Last Week on My Mac: KeySteal, Honkbox and BadGacha

Over the last ten days we’ve had two significant updates to macOS malware protection. As Apple has at last decided to revert to using plain rather than obfuscated names for the new malware these protect against, I thought it might be worthwhile to review how those updates affect us.

The first of the two updates brought XProtect to version 2166 on 22 February. This added four new detections, covering KeySteal A and three variants of Honkbox. These should now be detected and blocked immediately if you were to try running any of those on your Mac.

The second update brought XProtect Remediator to version 91 on 2 March. This added two new scanner modules for KeySteal and something named BadGacha, whose identity and nature remains unknown outside Apple, for the moment at least. These should enable periodic scans to detect and remove KeySteal and whatever BadGacha might be.


Although this first appeared at least a couple of years ago, it seems to have reappeared last autumn/fall, and has been described in full detail by Luis Magisa and Qi Sun of Trend Micro. It has been found as a malicious version of the ResignTool app, used to change code signatures. As its name implies, it mines for keychains and exfiltrates their contents, so could make off with very sensitive information. It may well be correctly signed, and in one case was presented in an Installer package that had the correct type of Developer Distribution signature for that.

Like all successful malware, it achieves persistence, in this case using two distinctive property lists at /Library/LaunchDaemons/ and ~/Library/LaunchAgents/ Ventura should report those in notifications should it attempt to install them.

Clearly Apple considers this is now a significant threat to macOS users, and its detection by both XProtect and XProtect Remediator is notable.


Although the signature used by KeySteal’s installer has been revoked, and that stops it from being run, it’s likely that its developers are already using a different signature.


XProtect Remediator 91 now detects and remediates KeySteal effectively if it does manage to get past Gatekeeper.


This too goes back to 2019, when it was first reported, but seems to have reappeared more recently.
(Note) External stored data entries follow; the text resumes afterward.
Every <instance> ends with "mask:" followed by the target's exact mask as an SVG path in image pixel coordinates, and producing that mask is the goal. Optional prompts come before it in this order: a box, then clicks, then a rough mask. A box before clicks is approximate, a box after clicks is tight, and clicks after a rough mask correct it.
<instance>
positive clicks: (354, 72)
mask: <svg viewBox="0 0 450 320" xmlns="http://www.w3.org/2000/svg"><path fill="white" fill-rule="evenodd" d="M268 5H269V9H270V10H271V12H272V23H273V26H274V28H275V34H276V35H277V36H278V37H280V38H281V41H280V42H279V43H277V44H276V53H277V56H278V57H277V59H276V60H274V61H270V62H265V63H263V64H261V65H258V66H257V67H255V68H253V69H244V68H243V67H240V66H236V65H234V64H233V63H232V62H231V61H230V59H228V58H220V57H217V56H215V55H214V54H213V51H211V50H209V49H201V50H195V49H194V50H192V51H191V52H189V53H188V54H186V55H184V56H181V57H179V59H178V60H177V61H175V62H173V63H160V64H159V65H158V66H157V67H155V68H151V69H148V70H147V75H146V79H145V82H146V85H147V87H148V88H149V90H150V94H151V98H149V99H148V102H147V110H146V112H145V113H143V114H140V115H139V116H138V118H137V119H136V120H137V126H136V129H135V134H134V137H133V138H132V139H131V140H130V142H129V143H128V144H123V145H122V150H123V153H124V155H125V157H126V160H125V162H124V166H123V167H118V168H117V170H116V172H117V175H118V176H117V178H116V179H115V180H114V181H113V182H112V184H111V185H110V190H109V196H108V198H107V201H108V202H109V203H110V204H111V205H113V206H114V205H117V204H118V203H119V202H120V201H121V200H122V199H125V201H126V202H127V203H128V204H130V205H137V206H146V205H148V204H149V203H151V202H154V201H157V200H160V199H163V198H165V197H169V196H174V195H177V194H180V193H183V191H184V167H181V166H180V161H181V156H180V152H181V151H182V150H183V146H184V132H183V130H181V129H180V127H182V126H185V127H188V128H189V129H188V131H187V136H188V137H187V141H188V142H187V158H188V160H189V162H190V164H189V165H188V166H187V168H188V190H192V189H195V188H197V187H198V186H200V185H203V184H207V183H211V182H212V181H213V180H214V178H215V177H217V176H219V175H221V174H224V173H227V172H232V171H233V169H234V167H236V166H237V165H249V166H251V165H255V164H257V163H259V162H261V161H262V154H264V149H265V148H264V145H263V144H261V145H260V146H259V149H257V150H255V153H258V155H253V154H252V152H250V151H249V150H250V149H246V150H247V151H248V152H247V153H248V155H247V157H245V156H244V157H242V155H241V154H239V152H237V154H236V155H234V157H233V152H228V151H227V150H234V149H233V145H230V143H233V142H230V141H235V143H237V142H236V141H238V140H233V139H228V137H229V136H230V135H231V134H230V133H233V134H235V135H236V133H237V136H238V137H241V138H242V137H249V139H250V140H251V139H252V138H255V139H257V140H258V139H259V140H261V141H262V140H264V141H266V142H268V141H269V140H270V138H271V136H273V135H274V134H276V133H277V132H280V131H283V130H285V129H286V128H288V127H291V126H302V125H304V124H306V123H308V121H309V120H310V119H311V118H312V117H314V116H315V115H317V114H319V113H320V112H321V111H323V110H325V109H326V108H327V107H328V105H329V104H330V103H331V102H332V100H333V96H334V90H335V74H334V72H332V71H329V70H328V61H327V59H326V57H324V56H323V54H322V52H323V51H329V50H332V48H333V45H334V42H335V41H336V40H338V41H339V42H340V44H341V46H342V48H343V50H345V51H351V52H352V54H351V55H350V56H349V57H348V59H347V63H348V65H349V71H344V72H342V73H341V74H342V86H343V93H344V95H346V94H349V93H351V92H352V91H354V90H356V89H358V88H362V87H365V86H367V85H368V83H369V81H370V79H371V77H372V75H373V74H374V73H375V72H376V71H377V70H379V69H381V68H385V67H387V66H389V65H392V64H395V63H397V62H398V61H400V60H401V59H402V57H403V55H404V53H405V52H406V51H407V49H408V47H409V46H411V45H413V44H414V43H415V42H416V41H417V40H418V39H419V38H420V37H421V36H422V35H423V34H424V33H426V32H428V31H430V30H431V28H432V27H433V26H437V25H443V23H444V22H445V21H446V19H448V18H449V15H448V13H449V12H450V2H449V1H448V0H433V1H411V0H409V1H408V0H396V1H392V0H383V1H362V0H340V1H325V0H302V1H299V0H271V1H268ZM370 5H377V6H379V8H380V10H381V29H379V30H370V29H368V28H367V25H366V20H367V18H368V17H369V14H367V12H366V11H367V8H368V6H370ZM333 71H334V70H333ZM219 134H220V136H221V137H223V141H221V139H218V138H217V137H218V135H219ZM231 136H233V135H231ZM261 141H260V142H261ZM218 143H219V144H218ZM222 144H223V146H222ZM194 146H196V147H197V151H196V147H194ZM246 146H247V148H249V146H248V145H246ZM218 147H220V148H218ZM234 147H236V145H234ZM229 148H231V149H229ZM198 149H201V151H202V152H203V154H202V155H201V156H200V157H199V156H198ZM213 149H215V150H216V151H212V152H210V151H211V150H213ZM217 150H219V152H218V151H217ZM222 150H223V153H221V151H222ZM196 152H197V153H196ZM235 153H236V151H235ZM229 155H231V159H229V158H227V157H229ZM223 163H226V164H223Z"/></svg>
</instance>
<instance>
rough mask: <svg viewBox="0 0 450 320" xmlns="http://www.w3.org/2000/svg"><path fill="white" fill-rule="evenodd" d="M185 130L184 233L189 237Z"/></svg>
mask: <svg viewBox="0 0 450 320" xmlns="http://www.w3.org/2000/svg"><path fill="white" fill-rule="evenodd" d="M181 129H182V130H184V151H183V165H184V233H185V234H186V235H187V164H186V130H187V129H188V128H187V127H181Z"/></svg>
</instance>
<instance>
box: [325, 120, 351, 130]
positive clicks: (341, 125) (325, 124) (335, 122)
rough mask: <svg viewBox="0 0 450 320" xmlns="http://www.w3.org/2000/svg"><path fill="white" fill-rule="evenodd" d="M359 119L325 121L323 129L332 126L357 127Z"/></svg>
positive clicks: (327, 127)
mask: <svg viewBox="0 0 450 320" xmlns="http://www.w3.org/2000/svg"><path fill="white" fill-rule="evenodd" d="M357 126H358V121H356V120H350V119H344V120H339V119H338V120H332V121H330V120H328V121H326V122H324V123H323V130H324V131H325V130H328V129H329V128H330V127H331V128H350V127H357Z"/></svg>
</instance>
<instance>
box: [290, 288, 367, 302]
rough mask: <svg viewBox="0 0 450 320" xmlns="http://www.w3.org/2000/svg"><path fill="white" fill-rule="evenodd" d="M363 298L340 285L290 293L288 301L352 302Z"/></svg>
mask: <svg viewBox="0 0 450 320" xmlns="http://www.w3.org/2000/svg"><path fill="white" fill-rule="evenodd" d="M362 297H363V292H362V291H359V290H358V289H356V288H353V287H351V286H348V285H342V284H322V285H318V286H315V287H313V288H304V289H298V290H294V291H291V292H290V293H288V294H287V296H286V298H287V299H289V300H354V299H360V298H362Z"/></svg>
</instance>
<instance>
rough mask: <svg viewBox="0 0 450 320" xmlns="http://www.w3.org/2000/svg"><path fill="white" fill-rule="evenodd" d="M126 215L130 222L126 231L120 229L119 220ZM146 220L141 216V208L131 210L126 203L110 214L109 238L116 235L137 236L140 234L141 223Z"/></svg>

It has been described in research by Matt Benyo, Ferdous Saljooki and Jaron Bradley of Jamf Threat Labs, and more recently in an update by Phil Stokes of SentinelOne.

Honkbox has been delivered in pirated software, including copies of Final Cut Pro, through PirateBay; whoever is responsible for providing these may also use other similar commercial products to install Honkbox. This is classed as a cryptominer or cryptojacker, and displays evasive behaviour when Activity Monitor is open.

Because the malicious software is embedded within an app that’s already signed, that signature fails when macOS checks it properly. Prior to Ventura, unless the quarantine flag is set on the app, a full signature check by Gatekeeper may well not take place, allowing the malware to install itself. Ventura changes that, as full Gatekeeper signature checks are now run even when there’s no quarantine flag set, so macOS 13 should block this successfully. Added support for detection by XProtect should ensure that it’s reliably blocked on earlier macOS as well.

Honkbox is compelling evidence for the avoidance of hacked apps from sources such as PirateBay: it’s not unusual for them to contain malware, and they’re often obtained using apps and tools that avoid setting the quarantine flag, so reducing the chances of their being detected by macOS, at least prior to Ventura.

Honkbox has received limited attention, and little seems known about it. Clearly Apple’s assessment is that it’s now a significant threat.


All I can tell you about this is that its name is derived from gacha, referring to a family of games based on toy vending machines. I have no idea whether we’ll ever discover what this is in terms of Mac malware, but will let you know if and when a researcher does.

As ever, I’m very grateful to the Objective-See Foundation and Patrick Wardle for providing the sample of KeySteal.